When homeowners in Twin Cities need to replace an old boiler, we always get asked, “How much does it cost to install a new one?”
Here’s our answer: The cost to install a new boiler in Minneapolis-St. Paul ranges from $8,000 to $20,000.
The cost of a new boiler varies based on these 5 factors:
- Boiler size
- Converting to natural gas
- Boiler efficiency
- Boiler accessibility
- Length and type of manufacturer warranty
Cost factor #1: Boiler size
Boiler size is measured in BTUs. BTU stands for British Thermal Unit, which is the amount of energy it takes to heat one pound of water by one degree Fahrenheit.
Most residential boilers typically output 100,000 to 250,000 BTUs, but some can exceed 300,000. Boilers with smaller BTU output are less expensive; boilers with higher BTU output cost more.
Determining what size boiler you need depends on a few factors:
- Whether or not you have a low or high temperature heating system (for example, radiant heat vs. fan coils or radiators)
- The square footage of your home or the area that needs to be heated
- The age of your home and if you have made significant home renovations
Finding the right boiler size requires some complex calculation. But luckily you won’t have to do that. A boiler installer can figure it out for you when they come to your home to give you an in-home estimate.
Cost factor #2: Converting to natural gas
Fuel-type boilers can run on natural gas, propane or oil. Natural gas boilers are generally less expensive, cleaner and more efficient than propane and oil boilers.
If you currently have a propane or oil boiler and are looking to make the switch to natural gas, there are some factors that could dramatically increase the price for installing a boiler.
Consider these questions:
- Do you already have a natural gas line?
If you do not have a natural gas line running to your home, you’ll have to call your local utility company to install one. They’ll also hook up the lines between the meter and your house.
- Do other appliances run on propane or oil?
Check what other appliances use propane or oil in your home, then see if the manufacturers have conversion kits available to make the switch to natural gas. These kits should be installed by professionals as the regulators and burners will likely need to be adjusted.
- What about your current propane or oil tank?
Most homes that use propane or oil generally have large tanks in the back or side yard. If you switch to natural gas you’ll have to remove these tanks and restore the surrounding lawn area.
Cost factor #3: Boiler efficiency
Boiler efficiency is measured in AFUE (annual fuel utilization efficiency) and is represented as percentage. You can think of the AFUE as the gas that’s actually used to heat your home.
Here’s an example. Let’s say you have a gas boiler that has an AFUE rating of 85%. That means 85% of the energy used actually heats the home, while 15% is lost through the boiler’s chimney as vented exhaust. Looking at it from a financial angle, in this scenario 15 cents of every dollar you spend would be used on energy that doesn’t directly heat your home.
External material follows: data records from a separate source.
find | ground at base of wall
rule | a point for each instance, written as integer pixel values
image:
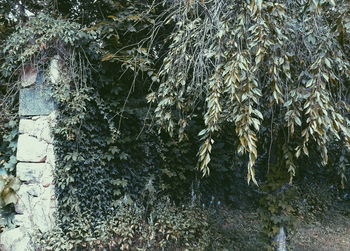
(327, 232)
(330, 233)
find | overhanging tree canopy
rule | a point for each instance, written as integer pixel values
(253, 61)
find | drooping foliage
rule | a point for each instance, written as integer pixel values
(255, 63)
(266, 79)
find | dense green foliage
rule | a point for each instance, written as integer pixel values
(139, 82)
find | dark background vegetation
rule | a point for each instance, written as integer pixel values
(122, 182)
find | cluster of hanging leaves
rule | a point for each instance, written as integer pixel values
(247, 59)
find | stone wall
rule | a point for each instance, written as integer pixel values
(36, 161)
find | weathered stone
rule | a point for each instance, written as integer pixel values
(47, 177)
(31, 172)
(31, 149)
(28, 197)
(16, 240)
(39, 128)
(35, 101)
(280, 240)
(51, 157)
(29, 76)
(55, 69)
(21, 220)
A gas boiler with a higher AFUE rating is more energy efficient, but it’s also more expensive to install. Typical AFUE ratings of standard and high efficiency gas boilers are:
- AFUE of 80% to 85% for a standard gas boiler
- AFUE of 90% to 99% for a high efficiency gas boiler
Cost factor #4: Boiler accessibility
If your boiler is in a hard-to-access part of the home (like a crawl space, attic or tight closet), the install and labor cost could be more expensive. Have one of our heating experts provide a free consultation on your home for an accurate quote based on this cost factor.
Cost factor #5: Length of manufacturer warranty
Most boiler manufacturers automatically offer limited warranties that cover certain repairs or replacements for an extended time, usually with a prorated cost to the consumer as the boiler ages.
For example, a manufacturer could cover 100% of the boiler replacement cost (usually not including labor) after 1-2 years, then 75% following 5-7 years and 50% after 10+ years.
Some boiler manufacturers offer additional warranties for longer or more extensive protection. Purchasing an additional warranties gives you peace of mind. But you also pay more money upfront.
Be sure to ask what limited warranties are included or if there are any additional warranties you can add to your boiler purchase.